Brexit – geregelter und ungeregelter Austritt

8. April 2019

Nachdem das Vereinigte Königreich am 29. März 2017 den Austritt aus der EU per 29. März 2019 beschlossen hat und das britische Parlament das mit der EU ausgehandelte Austrittsabkommen abgelehnt hat, ergeben sich folgende Szenarien für den EU-Austritt:

Geregelter EU-Austritt
Stimmt das britische Parlament nach einigen Ablehnungen dennoch Ende März 2019 oder vielleicht zu einem späteren Zeitpunkt zu, plangemäß aus der EU auszutreten, würde das Vereinigte Königreich bei der „Übergangsphase“ bis Juni 2020 im Wesentlichen wie ein EU-Mitgliedstaat behandelt werden. Das künftige Verhältnis zur EU sollte dann bis 01. Jänner 2021 ermöglicht werden. Sollte diesbezüglich keine Einigung gefunden werden, kann entweder die Übergangsphase um bis zu zwei Jahre verlängert werden oder die sogenannte „Backstopp-Lösung“ zur Vermeidung einer harten Grenze zwischen Irland und Nordirland Anwendung finden. Die Briten könnten um Verlängerung der Verhandlungsphase mit der EU ansuchen aber auch das Austrittsgesuch zurücknehmen.

Ungeregelter EU-Austritt
Sollte das Vereinigte Königreich keine der genannten Schritte setzen, würde es plangemäß per Ende März 2019 aus der EU austreten, jedoch ohne Übergangsphase aber diese Möglichkeit hat das britische Parlament ja bereits per Votum ausgeschlossen.

Bei einem ungeregelten Brexit gilt das Vereinigte Königreich für Unternehmen ertragsteuerlich als Drittstaat. Alle Begünstigungen, die sich auf den EU-Raum beziehen, können nach einem Brexit nicht mehr in Anspruch genommen werden. So kommt es z.B. im Falle eines Wegzugs eines Unternehmens nach dem Brexit zur sofortiger Besteuerung und es kann kein Antrag auf Ratenzahlung gestellt werden. Ein Wegzug vor Eintritt des Brexit führt allerdings nicht zur sofortigen Besteuerung bzw. keiner sofortigen Fälligstellung allfälliger Raten. Auch Konzerne mit verbundenen Unternehmen im Vereinigten Königreich und in Nordirland sind von diversen Änderungen betroffen.

Betreffend die Umsatzsteuer werden bei einem ungeregelten Brexit für Unternehmen aus echten steuerfreien innergemeinschaftlichen Lieferungen in das Vereinigte Königreich echte steuerfreie Ausfuhrlieferungen und aus innergemeinschaftlichen Erwerben eine umsatzsteuerliche Einfuhr (Einfuhrumsatzsteuer). Diese Tatbestände sind gesetzlich unterschiedlich geregelt und es sind auch unterschiedliche Formvorschriften zu beachten. Weiters hat ein Brexit in der Umsatzsteuer u.a. Auswirkungen auf die Zusammenfassende Meldung, Dreiecksgeschäfte, den Versandhandel, bestimmte Katalogleistungen, die Verlagerung des Leistungsortes, die innergemeinschaftliche Güterbeförderung, innergemeinschaftliche Restaurantleistungen, die Rechnungslegung und auch auf den steuerlichen Vertreter.

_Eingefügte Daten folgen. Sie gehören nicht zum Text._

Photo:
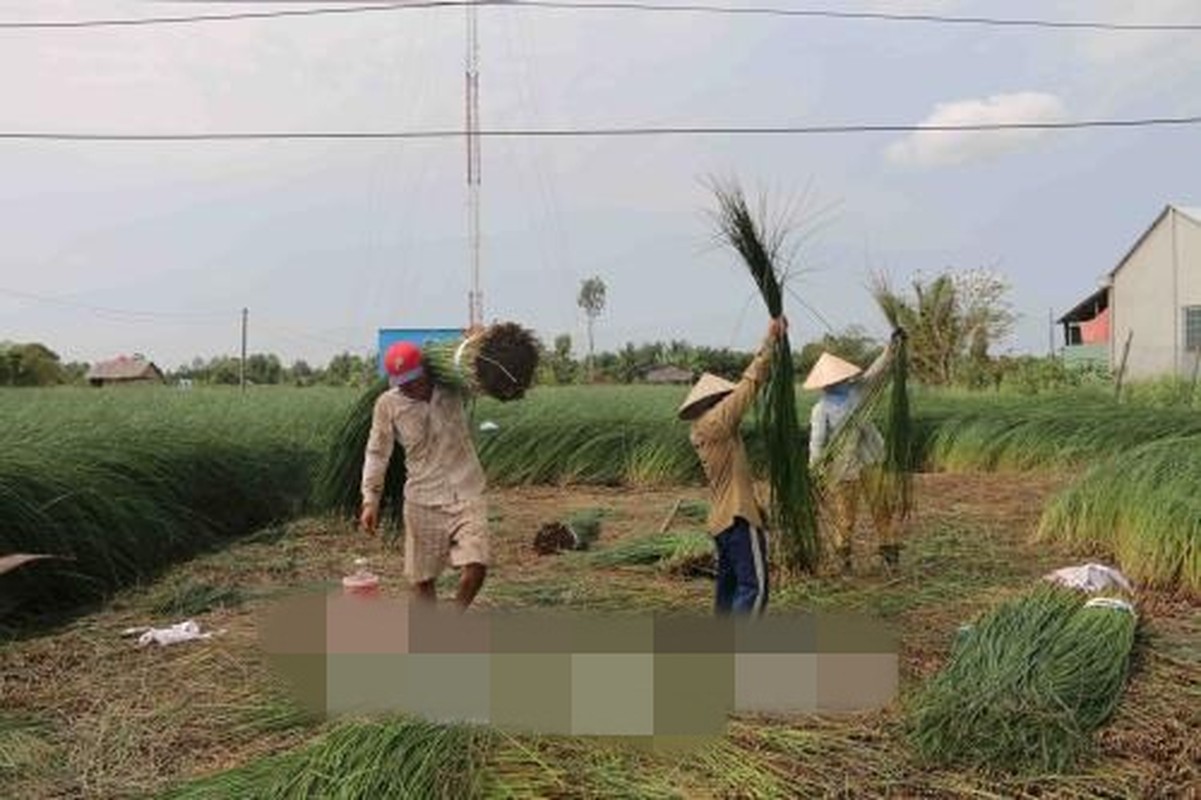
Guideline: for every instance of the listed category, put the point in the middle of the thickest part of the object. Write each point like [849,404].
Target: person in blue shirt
[850,472]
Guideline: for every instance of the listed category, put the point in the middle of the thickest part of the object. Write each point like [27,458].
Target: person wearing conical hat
[850,472]
[715,407]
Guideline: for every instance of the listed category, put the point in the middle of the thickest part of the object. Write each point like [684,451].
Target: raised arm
[819,431]
[728,413]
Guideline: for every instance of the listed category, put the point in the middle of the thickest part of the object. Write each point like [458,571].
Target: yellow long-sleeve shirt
[716,439]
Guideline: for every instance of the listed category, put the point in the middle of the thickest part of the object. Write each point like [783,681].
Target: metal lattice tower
[474,297]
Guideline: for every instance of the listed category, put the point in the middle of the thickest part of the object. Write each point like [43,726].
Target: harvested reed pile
[499,362]
[390,758]
[987,433]
[793,495]
[577,532]
[554,537]
[1141,507]
[1028,685]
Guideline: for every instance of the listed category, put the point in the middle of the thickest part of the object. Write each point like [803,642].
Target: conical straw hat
[829,370]
[706,387]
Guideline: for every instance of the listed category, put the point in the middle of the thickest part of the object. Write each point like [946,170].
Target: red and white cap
[402,362]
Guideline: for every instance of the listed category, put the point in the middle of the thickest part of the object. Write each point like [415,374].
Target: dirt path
[96,716]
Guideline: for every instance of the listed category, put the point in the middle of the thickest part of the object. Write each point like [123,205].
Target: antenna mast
[474,298]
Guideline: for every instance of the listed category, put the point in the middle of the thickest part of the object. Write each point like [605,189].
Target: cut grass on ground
[113,720]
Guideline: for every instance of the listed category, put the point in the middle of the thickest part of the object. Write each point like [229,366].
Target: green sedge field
[199,505]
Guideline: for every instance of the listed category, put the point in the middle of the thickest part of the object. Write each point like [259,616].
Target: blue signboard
[417,335]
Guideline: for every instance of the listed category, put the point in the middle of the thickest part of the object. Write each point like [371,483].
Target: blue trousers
[741,569]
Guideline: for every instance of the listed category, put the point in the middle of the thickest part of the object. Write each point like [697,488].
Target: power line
[621,5]
[610,131]
[133,316]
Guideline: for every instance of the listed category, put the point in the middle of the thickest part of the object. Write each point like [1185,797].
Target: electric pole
[242,368]
[474,298]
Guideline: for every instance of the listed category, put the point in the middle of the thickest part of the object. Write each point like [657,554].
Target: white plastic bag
[174,634]
[1091,578]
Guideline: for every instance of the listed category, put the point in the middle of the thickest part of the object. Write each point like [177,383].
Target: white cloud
[945,148]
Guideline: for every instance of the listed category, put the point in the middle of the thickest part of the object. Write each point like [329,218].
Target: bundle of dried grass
[499,360]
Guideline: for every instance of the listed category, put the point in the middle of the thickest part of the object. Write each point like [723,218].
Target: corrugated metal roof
[123,369]
[1191,212]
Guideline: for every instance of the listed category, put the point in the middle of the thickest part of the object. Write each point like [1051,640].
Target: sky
[114,248]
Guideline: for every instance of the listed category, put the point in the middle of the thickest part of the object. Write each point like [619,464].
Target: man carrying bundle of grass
[446,518]
[848,458]
[715,406]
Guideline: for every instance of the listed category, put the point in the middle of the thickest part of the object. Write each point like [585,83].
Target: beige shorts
[437,535]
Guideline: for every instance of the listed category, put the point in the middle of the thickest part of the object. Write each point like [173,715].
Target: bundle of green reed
[394,757]
[1027,686]
[499,360]
[339,478]
[793,501]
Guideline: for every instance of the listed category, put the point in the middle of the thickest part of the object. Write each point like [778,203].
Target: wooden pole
[1125,353]
[242,368]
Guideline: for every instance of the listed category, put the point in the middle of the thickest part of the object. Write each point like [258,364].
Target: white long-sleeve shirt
[440,459]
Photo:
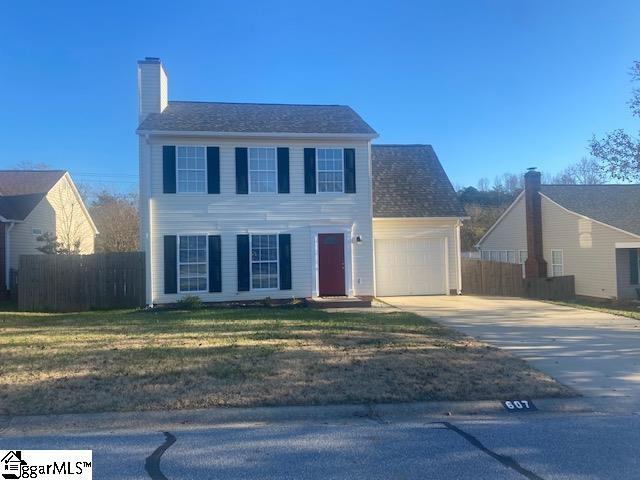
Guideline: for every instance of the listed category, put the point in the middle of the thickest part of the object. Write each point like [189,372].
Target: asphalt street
[501,446]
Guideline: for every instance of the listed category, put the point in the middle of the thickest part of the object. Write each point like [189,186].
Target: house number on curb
[519,405]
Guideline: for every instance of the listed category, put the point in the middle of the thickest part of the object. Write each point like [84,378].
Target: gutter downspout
[459,256]
[7,256]
[148,240]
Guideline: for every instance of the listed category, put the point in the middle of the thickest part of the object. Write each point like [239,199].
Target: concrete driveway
[596,353]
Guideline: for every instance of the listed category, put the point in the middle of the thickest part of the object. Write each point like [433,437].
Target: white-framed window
[557,263]
[264,262]
[263,170]
[330,169]
[191,169]
[193,263]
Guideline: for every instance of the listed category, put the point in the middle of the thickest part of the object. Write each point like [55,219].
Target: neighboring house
[34,202]
[247,201]
[589,231]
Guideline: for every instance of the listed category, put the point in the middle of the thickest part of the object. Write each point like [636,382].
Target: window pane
[192,259]
[191,171]
[330,170]
[264,261]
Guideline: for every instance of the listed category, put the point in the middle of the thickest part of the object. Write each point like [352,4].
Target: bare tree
[618,150]
[587,171]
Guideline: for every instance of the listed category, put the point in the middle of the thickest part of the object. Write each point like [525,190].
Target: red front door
[331,264]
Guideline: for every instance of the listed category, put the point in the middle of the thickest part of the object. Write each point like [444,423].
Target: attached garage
[416,223]
[411,266]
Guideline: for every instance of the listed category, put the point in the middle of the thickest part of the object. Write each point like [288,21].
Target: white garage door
[410,266]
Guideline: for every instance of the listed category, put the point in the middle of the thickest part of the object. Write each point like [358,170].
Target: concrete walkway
[596,353]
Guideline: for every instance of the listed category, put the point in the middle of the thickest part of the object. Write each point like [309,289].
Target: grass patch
[629,310]
[135,360]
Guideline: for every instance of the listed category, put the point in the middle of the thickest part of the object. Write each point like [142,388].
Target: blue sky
[494,86]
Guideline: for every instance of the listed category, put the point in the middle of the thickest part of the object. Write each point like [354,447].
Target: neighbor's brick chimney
[535,265]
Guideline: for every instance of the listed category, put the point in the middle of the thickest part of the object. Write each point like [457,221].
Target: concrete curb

Auch für Private gibt es bei einem ungeregelten Brexit Änderungen. Dies kann u.a. Einkommensteuerbefreiungen, Sonderausgaben oder Pensionskassenbeiträge betreffen, aber auch die Wegzugsbesteuerung. Auch für Kinder, die sich im Vereinigten Königreich befinden, können der Kinderabsetzbetrag, der Familienbonus Plus, der Unterhaltsabsetzbetrag, der Alleinverdienerabsetzbetrag oder der Kindermehrbetrag nicht mehr steuerlich geltend gemacht werden.

Selbst die Versicherungssteuer muss durch den Versicherungsnehmer für die Zahlung des Versicherungsentgelts bei in Österreich steuerpflichtigen Versicherungsverhältnissen berechnet werden, wenn die Versicherungsgesellschaft keinen Bevollmächtigten zur Entgegennahme des Versicherungsentgelts in Österreich bestellt hat.

Es bleibt abzuwarten, welche Entscheidung die Briten nunmehr bei den noch folgenden Abstimmungen betreffend den Brexit treffen, ob sie überhaupt aus der EU austreten oder ob sie es schaffen, einen neuen Austrittsvertrag mit der EU zu verhandeln oder ob es gelingt, den Austrittsvertrag abzuändern oder ob der Termin einfach verschoben wird.